Das macht wenig Sinn. Hinter den Kulissen wird jetzt ohnehin vermutlich bereits über Sozialpläne und Interessenausgleich verhandelt. Das verhandeln Betriebsrat, Geschäftsleitung und Insolvenzverwalter. Die schnüren ein Gesamtpaket und da ist es für den Einzelnen dann sehr schwer, über dieses Paket hinaus zu kommen. 

Was ist, wenn Gehälter länger nicht gezahlt worden sind, ein Beschäftigter also noch höhere Ausstände hat. 
Das fällt dann alles in die Insolvenzmasse rein und wird dann eben nur prozentual ausgeglichen. Das kann man sich dann auch nicht zurückholen. 

Eine Kaufhausangestellte beklagte jüngst bitterlich, dass die ganzen Manager sich noch Boni ausgezahlt hätten, aber sie und ihre Mitstreiter nun dumm aus der Röhre gucken, weil kein Geld mehr für Abfindungen da ist. 
Da kann der Insolvenzverwalter tatsächlich was tun. Er ist berechtigt, Zahlungen wie Boni wieder zurückzuholen, wenn das Unternehmen in diesem Moment bereits überschuldet oder die finanzielle Schieflage erkennbar war. Das ist dann eine Insolvenzanfechtung. Personen, die das veranlasst haben, sind zur Rückzahlung verpflichtet. Wer das in dem Wissen um die Schieflage getan hat, begeht sogar eine Straftat. Mit dieser Keule kann der Insolvenzverwalter die Masse nach oben treiben, um vielleicht sogar eine Weiterführung oder eine nicht ganz so dramatische Zerschlagung und Auflösung zu erreichen.

Das betrifft dann nicht nur Boni, sondern auch möglicherweise Ausschüttungen an Investoren, die ein bisschen zu üppig geraten sind?
Ja. Alle Zahlungen, die zu einem Zeitpunkt erfolgten, wo man es eigentlich nicht mehr hätte machen dürfen, also bei drohender Zahlungsunfähigkeit. 

Und schwingt auch mal jemand diese Keule? 
Ja, das gehört zum Handwerkszeug eines Insolvenzverwalters. Es ist seine Kernaufgabe, die Finanzmasse zusammenzuhalten und durch Anfechtungen zu vergrößern. Und er profitiert auch selbst davon, da sein Salär aus der Masse errechnet wird.
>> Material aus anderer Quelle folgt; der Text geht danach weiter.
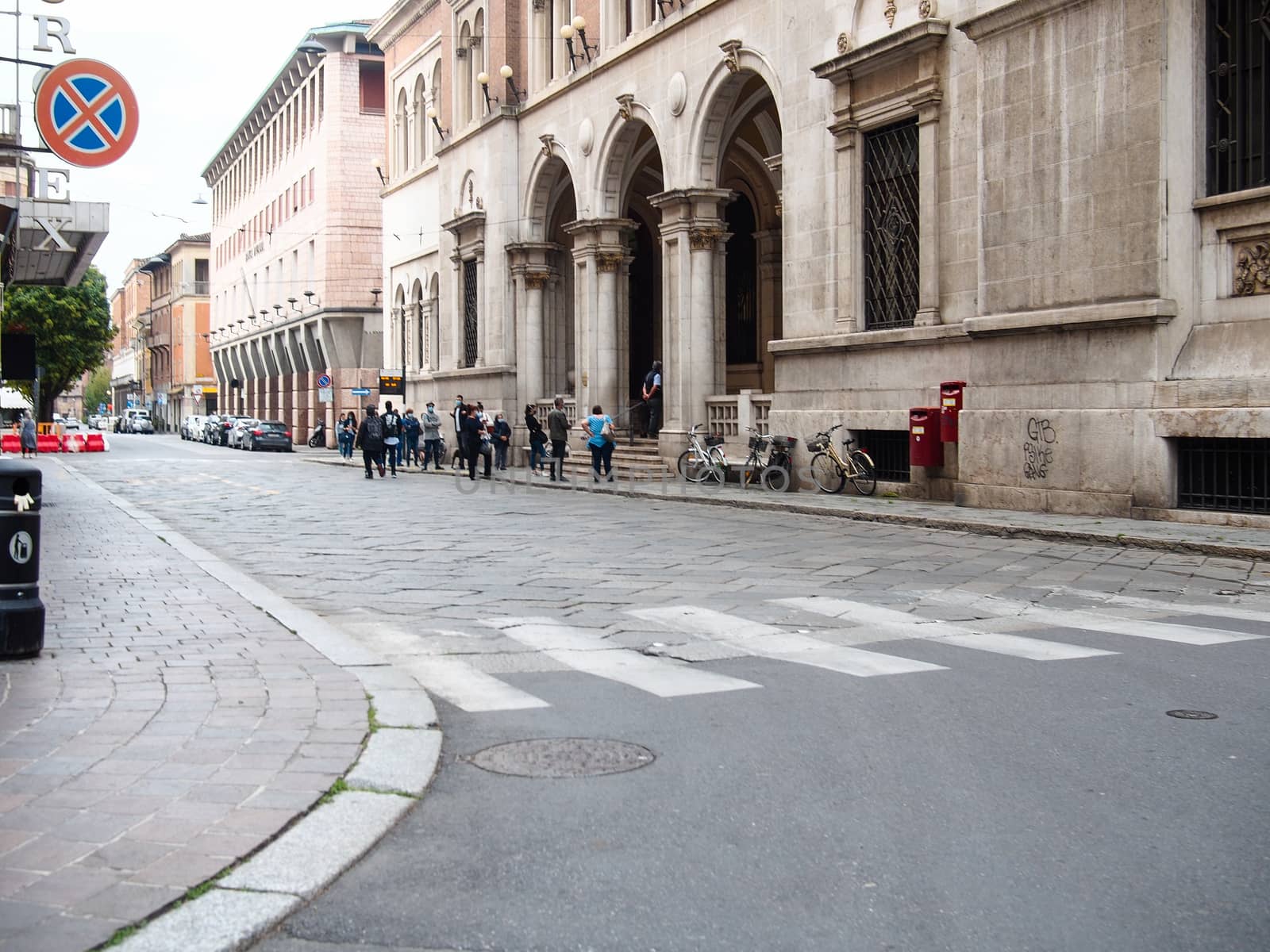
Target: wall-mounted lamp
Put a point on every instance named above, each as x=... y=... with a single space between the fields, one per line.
x=579 y=23
x=432 y=114
x=506 y=73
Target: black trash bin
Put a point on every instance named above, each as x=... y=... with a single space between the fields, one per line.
x=22 y=613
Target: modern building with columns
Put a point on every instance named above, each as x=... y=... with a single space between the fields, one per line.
x=816 y=213
x=296 y=238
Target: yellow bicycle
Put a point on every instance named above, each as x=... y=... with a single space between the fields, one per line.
x=831 y=471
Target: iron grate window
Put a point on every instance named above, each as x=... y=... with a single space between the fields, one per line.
x=1227 y=475
x=889 y=452
x=1238 y=94
x=470 y=314
x=891 y=226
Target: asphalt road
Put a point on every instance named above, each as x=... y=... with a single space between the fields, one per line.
x=879 y=738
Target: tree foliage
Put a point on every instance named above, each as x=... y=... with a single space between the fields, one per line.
x=73 y=332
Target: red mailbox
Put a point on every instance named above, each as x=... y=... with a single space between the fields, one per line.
x=950 y=405
x=924 y=437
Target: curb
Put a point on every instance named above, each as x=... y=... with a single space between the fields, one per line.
x=394 y=770
x=929 y=522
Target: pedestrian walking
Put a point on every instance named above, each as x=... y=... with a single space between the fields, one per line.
x=652 y=393
x=391 y=436
x=502 y=437
x=602 y=437
x=432 y=444
x=410 y=428
x=29 y=435
x=558 y=428
x=370 y=441
x=537 y=440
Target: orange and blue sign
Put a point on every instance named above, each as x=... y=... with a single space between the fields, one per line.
x=87 y=113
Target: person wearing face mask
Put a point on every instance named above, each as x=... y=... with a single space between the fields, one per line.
x=502 y=441
x=432 y=446
x=410 y=428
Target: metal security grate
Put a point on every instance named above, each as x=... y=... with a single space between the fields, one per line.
x=891 y=226
x=889 y=452
x=1238 y=94
x=1229 y=475
x=470 y=314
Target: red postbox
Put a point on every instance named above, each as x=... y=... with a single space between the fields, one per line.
x=950 y=405
x=924 y=437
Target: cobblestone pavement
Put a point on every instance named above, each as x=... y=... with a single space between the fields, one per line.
x=168 y=729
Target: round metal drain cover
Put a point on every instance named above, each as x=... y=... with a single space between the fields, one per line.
x=563 y=757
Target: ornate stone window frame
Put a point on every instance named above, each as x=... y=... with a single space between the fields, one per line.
x=918 y=50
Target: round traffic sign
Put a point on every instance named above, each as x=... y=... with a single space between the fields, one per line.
x=87 y=113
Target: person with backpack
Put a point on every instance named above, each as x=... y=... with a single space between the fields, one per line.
x=370 y=441
x=410 y=428
x=391 y=436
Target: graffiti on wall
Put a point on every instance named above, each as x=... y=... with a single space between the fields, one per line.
x=1039 y=448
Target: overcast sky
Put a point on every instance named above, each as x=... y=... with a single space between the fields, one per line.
x=196 y=70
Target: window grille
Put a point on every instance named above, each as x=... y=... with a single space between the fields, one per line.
x=470 y=314
x=889 y=452
x=1227 y=475
x=891 y=226
x=1238 y=94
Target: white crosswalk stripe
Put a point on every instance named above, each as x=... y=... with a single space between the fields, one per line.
x=587 y=651
x=1048 y=617
x=889 y=625
x=768 y=641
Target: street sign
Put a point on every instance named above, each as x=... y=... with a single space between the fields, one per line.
x=87 y=113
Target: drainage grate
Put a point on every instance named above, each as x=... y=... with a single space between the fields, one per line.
x=558 y=758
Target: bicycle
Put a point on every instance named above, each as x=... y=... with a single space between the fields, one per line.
x=704 y=459
x=831 y=471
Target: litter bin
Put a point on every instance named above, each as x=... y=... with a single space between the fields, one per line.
x=924 y=437
x=22 y=613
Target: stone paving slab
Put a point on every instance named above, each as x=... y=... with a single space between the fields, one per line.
x=169 y=729
x=1230 y=541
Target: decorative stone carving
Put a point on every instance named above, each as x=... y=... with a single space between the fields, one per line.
x=679 y=94
x=730 y=48
x=704 y=239
x=1253 y=268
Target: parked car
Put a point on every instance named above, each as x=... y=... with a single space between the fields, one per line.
x=268 y=435
x=241 y=424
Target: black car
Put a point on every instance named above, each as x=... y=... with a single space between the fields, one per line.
x=268 y=435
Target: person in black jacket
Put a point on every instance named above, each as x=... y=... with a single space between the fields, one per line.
x=370 y=441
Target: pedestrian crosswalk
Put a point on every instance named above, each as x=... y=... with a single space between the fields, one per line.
x=832 y=634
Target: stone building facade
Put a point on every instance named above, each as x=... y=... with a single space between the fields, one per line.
x=816 y=213
x=296 y=243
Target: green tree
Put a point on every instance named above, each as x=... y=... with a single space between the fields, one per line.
x=73 y=332
x=98 y=390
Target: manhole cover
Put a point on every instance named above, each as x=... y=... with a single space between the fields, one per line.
x=563 y=757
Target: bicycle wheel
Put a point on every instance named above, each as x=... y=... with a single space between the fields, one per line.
x=827 y=475
x=691 y=466
x=864 y=476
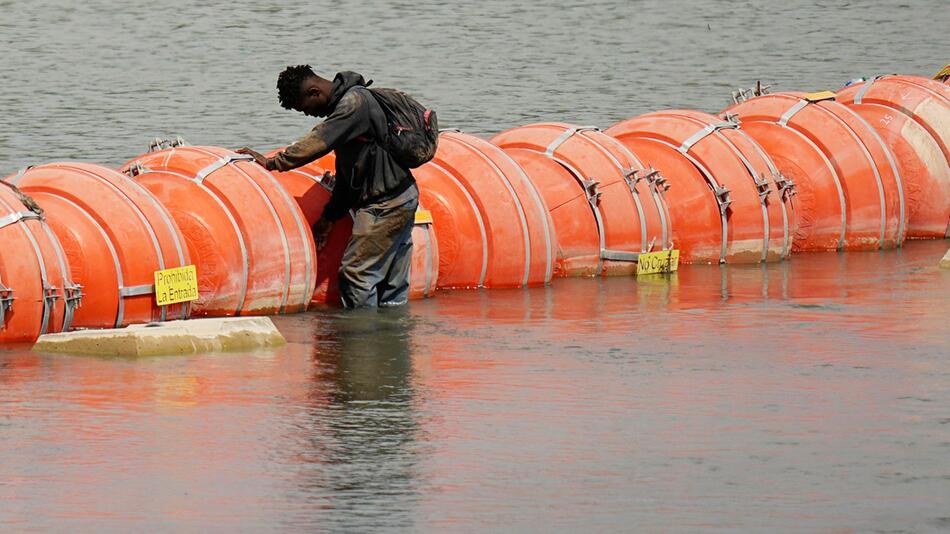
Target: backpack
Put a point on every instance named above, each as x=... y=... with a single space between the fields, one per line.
x=413 y=134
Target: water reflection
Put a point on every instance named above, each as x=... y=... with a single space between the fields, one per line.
x=676 y=399
x=358 y=453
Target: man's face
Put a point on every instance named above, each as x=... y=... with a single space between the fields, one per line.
x=314 y=98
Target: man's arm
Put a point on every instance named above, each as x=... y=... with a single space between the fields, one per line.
x=348 y=121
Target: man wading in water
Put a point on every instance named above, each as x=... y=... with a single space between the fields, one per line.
x=372 y=174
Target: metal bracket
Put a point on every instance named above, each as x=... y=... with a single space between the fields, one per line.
x=722 y=197
x=732 y=118
x=786 y=186
x=762 y=186
x=14 y=218
x=136 y=169
x=73 y=297
x=591 y=189
x=160 y=143
x=135 y=291
x=619 y=255
x=741 y=95
x=230 y=158
x=701 y=134
x=6 y=301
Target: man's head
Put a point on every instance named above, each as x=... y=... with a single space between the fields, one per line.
x=300 y=89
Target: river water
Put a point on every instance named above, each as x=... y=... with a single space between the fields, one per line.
x=811 y=395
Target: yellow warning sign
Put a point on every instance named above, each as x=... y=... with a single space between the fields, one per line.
x=819 y=96
x=423 y=217
x=665 y=261
x=176 y=285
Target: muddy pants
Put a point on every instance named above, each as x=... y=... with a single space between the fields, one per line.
x=375 y=268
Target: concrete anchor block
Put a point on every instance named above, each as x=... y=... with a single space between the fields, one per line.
x=945 y=262
x=173 y=337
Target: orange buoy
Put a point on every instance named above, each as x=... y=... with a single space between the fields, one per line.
x=37 y=295
x=249 y=240
x=607 y=207
x=924 y=100
x=912 y=116
x=741 y=183
x=424 y=271
x=492 y=225
x=869 y=188
x=311 y=188
x=115 y=236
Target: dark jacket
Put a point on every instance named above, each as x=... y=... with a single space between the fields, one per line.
x=365 y=172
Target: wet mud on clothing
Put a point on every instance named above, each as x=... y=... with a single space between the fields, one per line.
x=365 y=171
x=375 y=268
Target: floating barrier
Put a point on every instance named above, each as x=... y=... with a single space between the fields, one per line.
x=830 y=153
x=606 y=206
x=912 y=116
x=491 y=223
x=37 y=295
x=251 y=245
x=115 y=236
x=744 y=194
x=311 y=188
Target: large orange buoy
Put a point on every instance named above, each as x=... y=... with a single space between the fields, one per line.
x=115 y=236
x=924 y=100
x=250 y=242
x=37 y=295
x=491 y=222
x=912 y=115
x=740 y=183
x=607 y=207
x=311 y=188
x=869 y=187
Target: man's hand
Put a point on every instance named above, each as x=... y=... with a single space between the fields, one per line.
x=321 y=230
x=258 y=157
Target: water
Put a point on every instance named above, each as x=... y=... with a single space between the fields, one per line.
x=808 y=395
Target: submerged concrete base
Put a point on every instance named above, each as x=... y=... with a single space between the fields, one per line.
x=945 y=262
x=173 y=337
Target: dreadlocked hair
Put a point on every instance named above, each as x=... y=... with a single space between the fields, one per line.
x=288 y=84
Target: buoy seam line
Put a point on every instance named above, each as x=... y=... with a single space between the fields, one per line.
x=141 y=215
x=542 y=209
x=714 y=186
x=172 y=229
x=787 y=242
x=874 y=170
x=245 y=257
x=41 y=261
x=658 y=200
x=273 y=212
x=478 y=218
x=305 y=236
x=120 y=278
x=897 y=175
x=633 y=193
x=518 y=207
Was passiert, wenn mein Arbeitgeber im Ausland sitzt. Kann ich da auch mit einer Abfindung rechnen?
Außerhalb unseres europäischen Rahmens ist die Haltung eine andere. Da fragt man sich, warum sollen sie jemandem, den sie gekündigt haben, auch noch was bezahlen müssen. In Österreich gab es mal einen anderen Ansatz. Da musste bei jeder Kündigung eine Abfindung gezahlt werden, wenn das Arbeitsverhältnis länger als drei Jahre bestanden hat. Allerdings brauchten sie als Unternehmer in dem Fall keinen Grund mehr für eine Kündigung. Ich bezweifele allerdings, dass der Arbeitnehmer damit besser fährt. Umschlag auf den Tisch – und das war's jetzt. Das ist ziemlich brutal. Da ist mir unser deutsches System lieber, wo es bestimmte Regeln gibt für die Beendigung eines Arbeitsverhältnisses.
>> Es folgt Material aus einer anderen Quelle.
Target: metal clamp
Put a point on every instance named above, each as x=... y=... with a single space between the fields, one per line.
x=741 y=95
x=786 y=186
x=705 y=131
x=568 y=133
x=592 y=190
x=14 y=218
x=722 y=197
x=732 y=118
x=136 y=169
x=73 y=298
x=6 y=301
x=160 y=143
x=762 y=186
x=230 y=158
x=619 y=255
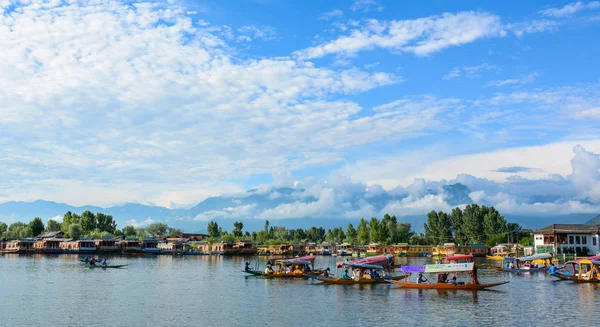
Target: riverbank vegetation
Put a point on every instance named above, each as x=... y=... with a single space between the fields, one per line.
x=473 y=224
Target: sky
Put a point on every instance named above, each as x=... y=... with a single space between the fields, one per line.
x=170 y=102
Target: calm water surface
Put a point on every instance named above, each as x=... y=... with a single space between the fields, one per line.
x=210 y=291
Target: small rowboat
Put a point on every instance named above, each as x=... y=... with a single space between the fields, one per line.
x=104 y=267
x=446 y=286
x=362 y=281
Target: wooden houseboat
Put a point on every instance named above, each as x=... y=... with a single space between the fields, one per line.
x=223 y=248
x=245 y=247
x=150 y=246
x=48 y=246
x=21 y=246
x=130 y=246
x=107 y=244
x=172 y=246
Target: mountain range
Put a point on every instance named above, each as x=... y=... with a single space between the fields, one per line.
x=225 y=209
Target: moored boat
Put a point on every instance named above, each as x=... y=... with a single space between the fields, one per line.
x=443 y=271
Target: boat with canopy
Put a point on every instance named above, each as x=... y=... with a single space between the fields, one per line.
x=444 y=271
x=299 y=267
x=585 y=270
x=370 y=270
x=532 y=263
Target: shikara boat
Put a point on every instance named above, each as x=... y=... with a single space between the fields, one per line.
x=586 y=270
x=300 y=267
x=379 y=268
x=533 y=263
x=443 y=270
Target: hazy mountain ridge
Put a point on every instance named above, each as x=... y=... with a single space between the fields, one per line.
x=250 y=206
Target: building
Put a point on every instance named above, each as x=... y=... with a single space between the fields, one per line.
x=575 y=239
x=52 y=235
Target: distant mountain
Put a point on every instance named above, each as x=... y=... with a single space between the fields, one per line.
x=594 y=221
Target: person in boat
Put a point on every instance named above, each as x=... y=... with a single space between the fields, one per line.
x=552 y=269
x=345 y=274
x=269 y=270
x=422 y=279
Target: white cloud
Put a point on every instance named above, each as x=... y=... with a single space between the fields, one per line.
x=335 y=13
x=469 y=71
x=366 y=6
x=528 y=79
x=570 y=9
x=421 y=36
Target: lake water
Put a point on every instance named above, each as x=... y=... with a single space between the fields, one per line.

Führungskräfte kassieren mitunter Millionen an Abfindungen, normale Beschäftigten ringen um jedes Monatsgehalt. Ist die Kluft gewachsen?
Die Unterschiede sind schon riesengroß. Da werden einfach viel größere Pakete geschnürt. Läuft so ein Vorstandsvertrag noch ein paar Jahre, wird der komplett ausbezahlt plus alle erdenklichen Versorgungsansprüche. Manche Führungsperson generiert eine erhebliche Wertschöpfung für das Unternehmen, von dem die Firma auch nach dem Ausscheiden profitiert. Wer geschickt verhandelt, lässt sich das teuer abkaufen. Mancher Arbeitgeber zahlt auch lieber mehr, wenn er weiß, dass seine Führungskraft dann keine Geheimnisse ausplaudert oder schmutzige Wäsche wäscht.